Calculating the average growth

It can be done per day, per week, per month or using any other time range, but we will try with a month. It’s a good balance between having enough samples to avoid outliers, and not too many that it does not pick up the tendency.

const READ_TOKEN = 'p.eyJ1IjogImMzZTMwNDIxLTYwNzctNGZhMS1iMjY1LWQwM2JhZDIzZGRlOCIsICJpZCI6ICI3NjNmZjYwNy02MDA3LTQzMTUtYTZlYy01Mjg0NDQwMTQzMjUifQ.KJaTOlGcg3Dx96g2ZkHJLCtijZ6Zu-_jLrCTzebYrWU';
var nytaxi = tinybird(READ_TOKEN).pipe('nyc_taxi_17_18_pipe')
var res = await nytaxi.json(`
  WITH
  (
    SELECT count(1) c FROM _
    WHERE toYYYYMM(tpep_pickup_datetime) == 201803
  ) as c_2018,
  (
    SELECT count(1) c FROM _
    WHERE toYYYYMM(tpep_pickup_datetime) == 201703

  ) as c_2017
        SELECT c_2018 / c_2017 ratio
`)
console.log(res.data[0]['ratio'], res.statistics.elapsed)

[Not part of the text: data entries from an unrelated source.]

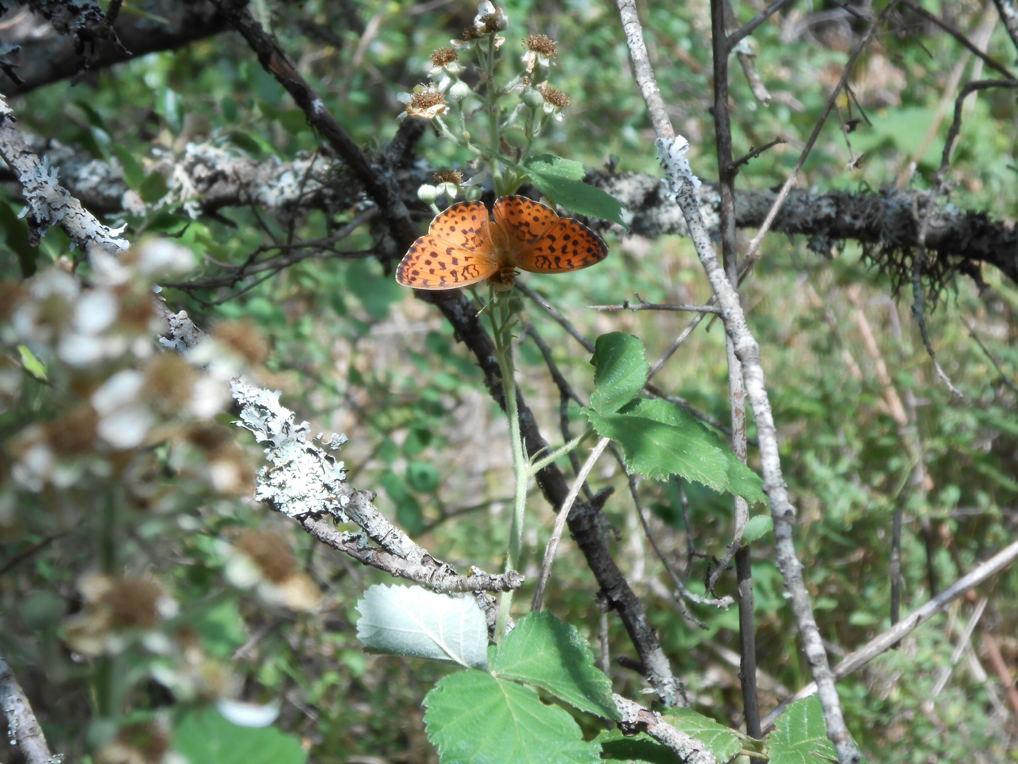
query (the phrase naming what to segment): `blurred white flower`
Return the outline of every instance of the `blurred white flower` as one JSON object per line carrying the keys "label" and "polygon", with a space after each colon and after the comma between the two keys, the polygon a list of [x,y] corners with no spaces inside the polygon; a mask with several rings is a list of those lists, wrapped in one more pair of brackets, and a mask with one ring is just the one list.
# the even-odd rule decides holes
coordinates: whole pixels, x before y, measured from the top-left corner
{"label": "blurred white flower", "polygon": [[144,384],[145,374],[137,369],[119,371],[92,394],[92,407],[101,417],[112,414],[117,408],[134,402]]}
{"label": "blurred white flower", "polygon": [[262,706],[257,703],[221,700],[216,708],[223,718],[241,727],[267,727],[279,717],[279,701]]}
{"label": "blurred white flower", "polygon": [[145,276],[179,276],[194,265],[194,254],[169,238],[152,238],[139,248],[137,272]]}

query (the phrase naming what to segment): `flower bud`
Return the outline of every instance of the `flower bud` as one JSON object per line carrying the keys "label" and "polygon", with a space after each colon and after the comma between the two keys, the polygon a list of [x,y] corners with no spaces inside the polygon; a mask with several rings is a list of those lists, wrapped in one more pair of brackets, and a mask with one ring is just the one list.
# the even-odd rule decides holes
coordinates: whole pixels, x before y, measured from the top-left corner
{"label": "flower bud", "polygon": [[439,198],[439,189],[434,185],[429,185],[425,183],[419,188],[417,188],[417,199],[423,202],[426,205],[435,204],[435,200]]}
{"label": "flower bud", "polygon": [[523,103],[536,111],[545,106],[545,97],[538,91],[527,91],[523,94]]}
{"label": "flower bud", "polygon": [[464,83],[462,79],[457,79],[456,84],[449,89],[449,95],[455,98],[457,101],[461,101],[471,93],[470,86]]}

Some notes: Instead of using the pipe name, the underscore (_) symbol is used. In Tinybird _ is a shortcut to avoid typing pipe names all the time (check many other shortcuts tinybird.js has). It substitutes the pipe name used when instantiating the nyc_taxi_17_18_pipe object. This also lets you reuse queries when changing pipe names, for example, when changing the environment from staging to production. toYYYYMM function returns an integer of a datetime. It could be replaced by tpep_pickup_datetime between ‘2018-03-01’ and ‘2018-03-31’ but it’s shorter and we don’t have to deal with different month lengths.

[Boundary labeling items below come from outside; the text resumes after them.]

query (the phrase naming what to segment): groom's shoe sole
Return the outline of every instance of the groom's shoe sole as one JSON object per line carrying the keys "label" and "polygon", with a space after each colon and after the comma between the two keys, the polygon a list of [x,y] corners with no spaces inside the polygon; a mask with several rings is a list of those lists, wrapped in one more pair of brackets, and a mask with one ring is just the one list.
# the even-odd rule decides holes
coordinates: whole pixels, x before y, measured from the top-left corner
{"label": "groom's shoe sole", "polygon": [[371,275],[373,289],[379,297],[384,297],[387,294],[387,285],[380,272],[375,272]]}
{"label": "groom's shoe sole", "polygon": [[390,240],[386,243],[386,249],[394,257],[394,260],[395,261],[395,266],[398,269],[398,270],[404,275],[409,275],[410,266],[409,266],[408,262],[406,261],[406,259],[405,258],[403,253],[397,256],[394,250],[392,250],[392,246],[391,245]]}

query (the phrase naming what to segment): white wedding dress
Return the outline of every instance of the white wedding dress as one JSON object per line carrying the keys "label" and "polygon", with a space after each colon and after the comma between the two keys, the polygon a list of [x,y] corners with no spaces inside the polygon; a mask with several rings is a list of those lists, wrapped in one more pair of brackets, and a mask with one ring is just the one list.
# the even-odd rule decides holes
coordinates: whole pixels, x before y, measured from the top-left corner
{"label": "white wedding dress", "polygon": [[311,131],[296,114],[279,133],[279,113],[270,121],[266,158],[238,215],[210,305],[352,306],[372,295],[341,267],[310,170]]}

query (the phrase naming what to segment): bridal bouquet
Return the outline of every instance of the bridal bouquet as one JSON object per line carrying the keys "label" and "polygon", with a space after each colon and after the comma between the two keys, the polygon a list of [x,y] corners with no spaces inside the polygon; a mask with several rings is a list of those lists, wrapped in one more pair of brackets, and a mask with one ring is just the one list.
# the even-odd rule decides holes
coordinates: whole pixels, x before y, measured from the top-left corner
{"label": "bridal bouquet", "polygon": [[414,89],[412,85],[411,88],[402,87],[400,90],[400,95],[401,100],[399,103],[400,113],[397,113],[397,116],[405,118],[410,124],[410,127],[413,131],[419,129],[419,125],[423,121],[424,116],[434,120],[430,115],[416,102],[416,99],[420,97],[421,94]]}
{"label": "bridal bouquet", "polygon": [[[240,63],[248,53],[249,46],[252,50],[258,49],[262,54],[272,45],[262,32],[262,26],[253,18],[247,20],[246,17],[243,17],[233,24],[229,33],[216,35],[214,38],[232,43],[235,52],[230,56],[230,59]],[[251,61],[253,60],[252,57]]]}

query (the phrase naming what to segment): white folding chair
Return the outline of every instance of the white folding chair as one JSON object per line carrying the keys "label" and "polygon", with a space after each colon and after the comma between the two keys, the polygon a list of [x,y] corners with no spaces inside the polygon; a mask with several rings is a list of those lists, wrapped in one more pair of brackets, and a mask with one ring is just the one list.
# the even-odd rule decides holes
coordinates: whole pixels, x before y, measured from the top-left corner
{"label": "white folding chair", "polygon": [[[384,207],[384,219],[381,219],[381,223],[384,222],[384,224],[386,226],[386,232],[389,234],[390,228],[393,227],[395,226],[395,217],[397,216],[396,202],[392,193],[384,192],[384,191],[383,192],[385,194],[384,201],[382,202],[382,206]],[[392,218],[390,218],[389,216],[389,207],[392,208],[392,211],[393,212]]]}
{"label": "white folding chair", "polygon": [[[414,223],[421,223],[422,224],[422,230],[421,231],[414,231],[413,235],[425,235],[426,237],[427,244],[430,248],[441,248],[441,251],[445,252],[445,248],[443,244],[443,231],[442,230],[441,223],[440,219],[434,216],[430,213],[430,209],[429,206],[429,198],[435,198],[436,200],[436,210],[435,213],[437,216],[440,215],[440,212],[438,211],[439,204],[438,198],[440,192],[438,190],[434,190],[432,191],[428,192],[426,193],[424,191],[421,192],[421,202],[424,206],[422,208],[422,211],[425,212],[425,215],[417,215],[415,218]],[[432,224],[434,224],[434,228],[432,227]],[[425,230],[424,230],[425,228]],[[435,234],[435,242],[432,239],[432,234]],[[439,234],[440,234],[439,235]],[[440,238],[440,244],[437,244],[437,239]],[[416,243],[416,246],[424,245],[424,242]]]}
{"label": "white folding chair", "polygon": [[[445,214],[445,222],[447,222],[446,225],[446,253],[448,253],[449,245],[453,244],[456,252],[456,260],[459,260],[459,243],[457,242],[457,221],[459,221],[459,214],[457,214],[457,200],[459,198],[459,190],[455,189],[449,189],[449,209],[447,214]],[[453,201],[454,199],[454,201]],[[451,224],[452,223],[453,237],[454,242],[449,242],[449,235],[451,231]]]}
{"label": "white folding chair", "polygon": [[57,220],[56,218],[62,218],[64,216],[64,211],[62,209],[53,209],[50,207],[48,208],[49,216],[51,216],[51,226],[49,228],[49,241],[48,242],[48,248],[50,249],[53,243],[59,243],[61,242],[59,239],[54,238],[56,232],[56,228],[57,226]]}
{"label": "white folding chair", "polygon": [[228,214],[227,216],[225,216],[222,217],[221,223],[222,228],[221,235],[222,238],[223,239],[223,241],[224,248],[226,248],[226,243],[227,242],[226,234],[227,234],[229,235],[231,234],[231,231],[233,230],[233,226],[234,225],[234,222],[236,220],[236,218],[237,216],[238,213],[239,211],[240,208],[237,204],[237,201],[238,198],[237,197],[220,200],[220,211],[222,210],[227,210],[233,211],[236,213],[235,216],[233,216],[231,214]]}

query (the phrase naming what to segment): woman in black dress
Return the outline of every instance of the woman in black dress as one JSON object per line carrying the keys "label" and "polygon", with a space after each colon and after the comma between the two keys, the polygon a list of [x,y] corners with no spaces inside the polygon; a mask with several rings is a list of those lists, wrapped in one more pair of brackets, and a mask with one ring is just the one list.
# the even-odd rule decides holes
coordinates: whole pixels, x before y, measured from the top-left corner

As a side note, we always run benchmarks and examples on the smallest machine we can get from our infrastructure provider. Better than showing how fast Tinybird can be, we prefer to show you the baseline, which we can always scale up linearly.

console.log(`this query took ${res.statistics.elapsed} seconds on the smallest tinybird account`)

Fetching previous year info

As mentioned above, we are going to calculate the number of pick-ups based on the previous year’s data. To get the same day, but one year before, we will use the addYears function:

var res = await nytaxi.json(`
    WITH
        toDate('2018-01-01') AS date
    SELECT
        addYears(date, -1) AS one_year_ago
`)

console.log(res['data'][0]['one_year_ago'], res.statistics.elapsed)

In order to match the day of the week, we are going to use a nice trick from Xoel López. It involves getting the date 364 days before, instead of 365 (this will not work on a leap year but let’s simplify to check if the model works).

Now, let’s evaluate how our model performs by calculating it for every day and comparing the predicted value with the actual one (2018).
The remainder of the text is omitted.